Hch 22, 3-16 ¿Quién eres, Señor?

Es la pregunta de Pablo… es la pregunta que tratamos de respondernos todos los cristianos. ¿Quién eres Señor?

Pablo tuvo una experiencia que le permitió contestar: tú eres el centro de mi vida, tú eres la razón de mi existencia, tú eres el que me haces ser, tú eres quien me llamas, me envías… tú eres mi fortaleza, Señor.
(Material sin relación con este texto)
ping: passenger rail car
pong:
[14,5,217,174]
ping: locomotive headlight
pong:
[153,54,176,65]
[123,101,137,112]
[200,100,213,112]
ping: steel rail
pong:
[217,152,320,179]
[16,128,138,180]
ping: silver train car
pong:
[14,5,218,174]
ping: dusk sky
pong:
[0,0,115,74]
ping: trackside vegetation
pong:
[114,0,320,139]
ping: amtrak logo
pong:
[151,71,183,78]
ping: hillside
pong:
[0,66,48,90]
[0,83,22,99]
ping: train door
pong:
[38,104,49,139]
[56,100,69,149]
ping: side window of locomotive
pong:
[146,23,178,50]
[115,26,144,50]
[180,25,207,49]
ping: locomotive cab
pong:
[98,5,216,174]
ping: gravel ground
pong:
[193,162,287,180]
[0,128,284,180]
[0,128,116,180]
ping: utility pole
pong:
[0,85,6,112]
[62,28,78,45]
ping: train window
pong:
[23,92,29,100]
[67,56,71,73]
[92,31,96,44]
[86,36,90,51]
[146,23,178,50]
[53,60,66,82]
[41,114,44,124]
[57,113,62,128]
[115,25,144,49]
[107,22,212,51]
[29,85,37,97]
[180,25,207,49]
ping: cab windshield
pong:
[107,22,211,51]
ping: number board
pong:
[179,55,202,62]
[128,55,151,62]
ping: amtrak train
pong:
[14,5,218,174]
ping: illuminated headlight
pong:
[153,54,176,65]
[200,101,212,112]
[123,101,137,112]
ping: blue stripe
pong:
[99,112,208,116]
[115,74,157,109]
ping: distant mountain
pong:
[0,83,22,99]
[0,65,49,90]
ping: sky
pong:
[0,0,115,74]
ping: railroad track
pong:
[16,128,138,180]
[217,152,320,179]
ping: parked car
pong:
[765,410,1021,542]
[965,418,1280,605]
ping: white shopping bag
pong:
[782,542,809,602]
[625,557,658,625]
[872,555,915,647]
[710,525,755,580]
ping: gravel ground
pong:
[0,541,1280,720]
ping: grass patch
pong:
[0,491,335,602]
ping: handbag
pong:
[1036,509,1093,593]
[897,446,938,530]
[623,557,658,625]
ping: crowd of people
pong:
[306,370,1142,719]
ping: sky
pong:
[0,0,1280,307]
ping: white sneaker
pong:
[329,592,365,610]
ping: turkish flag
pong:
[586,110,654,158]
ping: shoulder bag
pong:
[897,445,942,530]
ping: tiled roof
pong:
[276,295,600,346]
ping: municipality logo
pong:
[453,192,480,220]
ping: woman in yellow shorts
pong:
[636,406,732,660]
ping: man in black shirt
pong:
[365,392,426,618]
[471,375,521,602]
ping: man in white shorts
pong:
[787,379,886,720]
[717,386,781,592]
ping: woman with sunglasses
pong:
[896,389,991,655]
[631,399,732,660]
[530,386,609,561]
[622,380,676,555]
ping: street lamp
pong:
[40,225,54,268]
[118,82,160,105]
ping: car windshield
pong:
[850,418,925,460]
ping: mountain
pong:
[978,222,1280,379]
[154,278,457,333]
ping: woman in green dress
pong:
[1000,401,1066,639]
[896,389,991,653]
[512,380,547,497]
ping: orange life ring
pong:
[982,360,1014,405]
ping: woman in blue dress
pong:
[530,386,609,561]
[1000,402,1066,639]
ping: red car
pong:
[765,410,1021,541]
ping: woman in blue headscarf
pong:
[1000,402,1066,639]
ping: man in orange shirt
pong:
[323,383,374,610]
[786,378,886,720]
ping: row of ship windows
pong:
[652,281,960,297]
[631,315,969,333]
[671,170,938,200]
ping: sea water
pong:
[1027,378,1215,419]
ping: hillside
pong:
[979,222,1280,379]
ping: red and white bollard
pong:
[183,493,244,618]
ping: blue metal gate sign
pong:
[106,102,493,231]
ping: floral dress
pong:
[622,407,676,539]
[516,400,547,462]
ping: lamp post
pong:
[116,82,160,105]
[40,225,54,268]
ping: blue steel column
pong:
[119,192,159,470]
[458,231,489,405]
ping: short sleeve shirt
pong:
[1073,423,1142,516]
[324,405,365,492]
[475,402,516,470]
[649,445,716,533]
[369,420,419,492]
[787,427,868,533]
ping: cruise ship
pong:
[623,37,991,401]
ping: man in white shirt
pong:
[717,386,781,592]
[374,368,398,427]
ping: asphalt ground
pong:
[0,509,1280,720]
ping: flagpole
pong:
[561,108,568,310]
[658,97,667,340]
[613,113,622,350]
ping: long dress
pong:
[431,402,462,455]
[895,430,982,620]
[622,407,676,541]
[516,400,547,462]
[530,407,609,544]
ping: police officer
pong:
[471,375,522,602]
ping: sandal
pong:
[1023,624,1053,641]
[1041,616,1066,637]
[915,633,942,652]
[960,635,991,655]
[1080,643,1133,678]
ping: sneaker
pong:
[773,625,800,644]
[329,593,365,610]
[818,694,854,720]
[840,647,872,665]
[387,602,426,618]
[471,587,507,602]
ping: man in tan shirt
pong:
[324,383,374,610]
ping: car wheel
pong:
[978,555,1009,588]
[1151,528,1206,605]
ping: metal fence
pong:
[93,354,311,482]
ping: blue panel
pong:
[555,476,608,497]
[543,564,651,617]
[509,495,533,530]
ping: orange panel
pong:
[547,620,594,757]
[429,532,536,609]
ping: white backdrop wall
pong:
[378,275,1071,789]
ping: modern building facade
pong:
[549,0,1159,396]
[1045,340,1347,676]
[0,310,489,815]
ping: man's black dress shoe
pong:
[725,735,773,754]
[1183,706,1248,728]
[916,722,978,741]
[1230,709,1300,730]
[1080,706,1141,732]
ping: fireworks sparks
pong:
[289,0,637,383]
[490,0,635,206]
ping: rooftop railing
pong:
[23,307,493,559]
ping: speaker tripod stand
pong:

Dejemos un momento para respondernos a la pregunta: ¿quién eres, Señor?

Parábolas

24 de enero
Miércoles III semana

Mc 4, 1-20 Les enseñó mucho rato en parábolas, como él solía

Un amigo me señalaba que cada día deberíamos dedicar una hora a la formación, cada semana una tarde, cada mes un fin de semana, cada año una semana…Formarse a la escuela de Jesús, a su imagen y semejanza. Formarse es dedicar tiempo a aprender de Jesús, de su actuar, de su mirar, de su acercarse a la realidad. Dedicar tiempo a escuchar la Palabra de Jesús, a contemplar su actuar: una escuela afectiva.. y también a leer, a estudiar, a comprender con la razón mi fe y saber dar razón de mi esperanza.

 


 

Mi familia

23 de enero
Martes II semana

Mc 3, 31-35 El que cumple la voluntad de Dios ese es mi hermano y mi hermana y mi madre

Deseo ser reconocido por ti como de tu familia, Señor. No porque me has regalado ser hijo, como tú, del Padre, ser hermano tuyo, entrar en la comunión y en la fraternidad universal de la Iglesia. Quiero ser de tu familia porque deseo, y no siempre consigo, escuchar tu palabra y ponerla en práctica, discernir tu voluntad en mi vida y aceptarla, como la aceptó María, dichosa por ser tu madre y por cumplir tu voluntad.